Referring now in particular to Figure 5, a fuel pipe 205 is supported by a frame (not shown in the Figures) which extends from the base 201a (or floor) of the housing 201. A portion of the fuel pipe 205 extends out of the housing 201 , through an aperture 201 i which is provided in the second side 201f of the housing 201 , and comprises a fuel outlet port 205a which is configured to connect to fuel lines of the fuel system (not shown in the Figures) of the receiver aircraft 100. The fuel outlet port 205a comprises a valve (not shown in the Figures) which can be controlled to be opened and closed to control the flow of fuel out of the fuel pipe 205 toward the fuel system of the receiver aircraft 100. At the other end of the fuel pipe 205 there is provided a fuel inlet port 205b which is located inside the housing 201 and is configured to connect to a fuel probe of a fuel hose of the tanker aircraft, as will be described later herein. The fuel inlet port 205b comprises a valve (not shown in the Figures) which can be controlled to be opened and closed to control the flow of fuel into the fuel pipe 205 from the fuel probe. Thus the fuel outlet port 205a and the fuel inlet port 205b are in fluidic communication via the fuel pipe 205 which extends between the two ports.

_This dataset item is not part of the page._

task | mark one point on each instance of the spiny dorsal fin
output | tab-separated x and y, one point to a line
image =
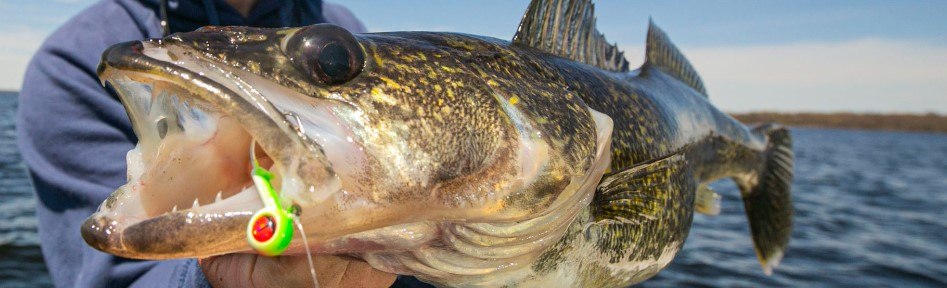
566	28
662	54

In this example, located between the fuel inlet port 205b and the fuel outlet port 205a, and in fluidic communication with the fuel pipe 205, there is provided a fuel pump 206, for pumping fuel from the tanker aircraft to the receiver aircraft 100, and a turbine flow meter 207, for determining the amount of fuel being transferred between the two aircraft. In this example there is provided (not shown in the Figures) a data storage device, for storing data relating to the amount of fuel, and a GSM remote interrogation system, for accessing the data.

Also in this example, the fuelling module 200 comprises a fuel vapour detection system 208 which is configured to determine the level of fuel vapour inside the housing 201.

Further in this example, there is provided an inert gas venting system 209, including a supply of inert gas which is connected to the fuel pipe 205, for venting fuel vapour therein to the fuel hose and/or from the receiver aircraft fuel lines which extend from the fuel outlet port 205a to the fuel tanks of the receiver aircraft.. The inert gas venting system 209 may be activated when a fuel vapour concentration, as determined by fuel vapour detection system 208, exceeds some predetermined threshold value. Still further in this example, the fuelling module 200 comprises a fire suppression system 210, including a reservoir of fire suppressant chemicals and an array of dispensing nozzles, for suppressing or extinguishing a fire in the housing 201.

Yet further in this example, there is provided a guillotine system 21 1 for rapidly severing the fuel hose of the tanker aircraft, in order to separate the fuel hose from the fuelling module 200 to allow separation of the tanker and receiver aircraft 100 in an emergency situation.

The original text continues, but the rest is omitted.